The shift to a focus on power consumption was already happening anyway without the iphone even on desktop. CPUs were already in the nuclear reactor territory as far as being able to produce as much heat per unit area
* The arrival of video cards around 1997 (focus shifted from general computation to digital signal processing)
* The arrival of the iPhone around 2007 (focus shifted from performance to power consumption)
I'd vote to undo these setbacks by moving to local data processing, where a large number of cores each have 1/N of the total memory, shared by M memory busses. Memory controllers would manage shuffling data to where it's needed so that the memory appears as 1 contiguous address space to any process.
In other words, this would look identical to the desktop CPUs we have today, just with a large number of cores (over 256) and a memory bandwidth many hundreds or thousands of times faster than what we have now if it uses content-addressable memory with copy-on-write internally. The speed difference is like comparing BitTorrent to FTP, and why GPUs run orders of magnitude faster than CPUs (unfortunately limited to their narrow use cases).
This would let us get back to traditional programming in the language of our choice (perhaps something like Erlang, Go or Octave/MATLAB) rather than shaders.
Apple appears to be trying to do this with their M1 and ideas loosely borrowed from transputers.
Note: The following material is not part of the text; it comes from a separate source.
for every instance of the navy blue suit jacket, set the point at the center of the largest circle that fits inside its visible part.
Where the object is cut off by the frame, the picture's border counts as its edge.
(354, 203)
But since their goals are proprietary, they won't approach anything close to the general computing power available from the transistor count for at least a decade, maybe never.
So there's an opportunity here for someone to reintroduce multicore CPUs and scalable transputers composed of them. Then we could write whatever OpenGL/Vulkan/Metal/TensorFlow libraries we wanted over that, since they are trivial with the right architecture.
This would also allow us to drop async and parallel keywords from our languages and just use higher-order methods which are self-parallelizing. Processing big data would "just work" since Amdahl's law only applies to serial and sequential computation.
The advantages are so numerous that I struggle to understand why things would stay the way they are other than due to the Intel/Nvidia hegemony. And I've felt this way since 1997, back when people thought I was crazy for projecting to the endgame like with any other engineering challenge.